But They’s All Just Dudes in the End
Friday, April 9th, 2010
Here’s the thing about dudes: Without fail, they will drive you nuts.
I kind of had that figured out a while ago. I mean, when you’re with a guy like Mark for three years-ish, you get the idea. But Erik? Really thought that might be different. Turns out it’s just a hard and fast rule and apparently.
So, what’s all this about you ask? Well, it all started this very afternoon when Erik called to let me know he wouldn’t be able to come over until eight o’clock. I was, and perhaps stupidly, disappointed and it was obvious in my voice. I didn’t yell at him, didn’t deride him, call him names, or even object to what he was doing, which was working. I was just disappointed. And from this, the whole stupid thing devolved.

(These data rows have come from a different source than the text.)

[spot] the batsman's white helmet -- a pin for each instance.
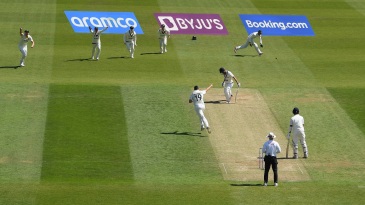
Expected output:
(271, 135)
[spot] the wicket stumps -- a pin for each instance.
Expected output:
(261, 159)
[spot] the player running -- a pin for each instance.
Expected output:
(197, 97)
(96, 42)
(23, 45)
(163, 35)
(250, 42)
(130, 40)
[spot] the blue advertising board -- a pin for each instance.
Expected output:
(277, 25)
(118, 22)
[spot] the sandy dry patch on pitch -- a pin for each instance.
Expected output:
(239, 130)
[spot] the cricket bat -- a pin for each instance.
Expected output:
(235, 98)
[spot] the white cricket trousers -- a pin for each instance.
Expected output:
(228, 91)
(97, 48)
(299, 135)
(248, 43)
(163, 45)
(130, 48)
(203, 121)
(24, 51)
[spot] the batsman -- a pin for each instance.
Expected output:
(297, 129)
(228, 83)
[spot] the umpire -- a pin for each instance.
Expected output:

I told him I would go and hang out with my brother and sister since he was busy and that was the end of our conversation. He was frustrated with me for being disappointed. Over the course of the next couple of hours, he texted a couple of times to see what I was up to and somehow got irritated with me for going shopping for paint with my roommate. But the truth is that he’s often been upset with me for hanging out with my friends. Almost as if I’m just supposed to sit around and wait till he gets around to me.
But that isn’t the biggest problem, which is that he doesn’t talk to me when there’s a problem. If I text him, he doesn’t answer. Instant message? Same thing. If I call, I get voice mail, again and again and again. But this isn’t the first time this has happened. It happens every time we have an argument or an issue that’s tough to resolve. I want to fix it, he refuses to face it. It’s enough to drive me crazy.
Because how in the world are we ever supposed to get to the other side of a problem if he won’t even talk about it? How do you cross a mountain if one of you won’t admit it’s there? It seems obvious to me that maturity begs for unblinking realizations. It seems that putting it under a rug doesn’t get your house clean and only makes it more likely for you to trip.
. . .
I love Erik. I really do. And there are moments when I look forward at my life without him and I panic. He’s wonderful in so many ways. Thoughtful and generous and handy and kind. Talented and skilled and hard working and sinewy. He’s made of firm stuff and would try his best to try his best for almost anyone it seems. So what’s the problem then? What is the problem? It’s just that he . . . won’t budge.
There are so many things that I think we’ve gotten resolved and then ten seconds later, there they are again and we have to go through the whole rigamarole all over. We have to go through what we feel and why we feel it, what we think should be and what is, and what we want from the other person that we’re not getting. Again. And again. And again. Everytime I think we’ve come to a consensus I feel blindsided when it comes right back, the same problem, all around us again like a smog. I wish there was some way that I could make it work on my own, but the sticky thing about a relationship is that it takes two.
I want Erik. I love Erik. But I also want to have relationships with my friends. I also want to be able to express my emotions without being criticized for them, without them being stored up for ammunition. I want to be able to apologize and have apologies respected and returned, not just someone appreciating the fact that I’ve seen how wrong I was. I want to feel I only have to apologize for things that I do that are really and truly wrong.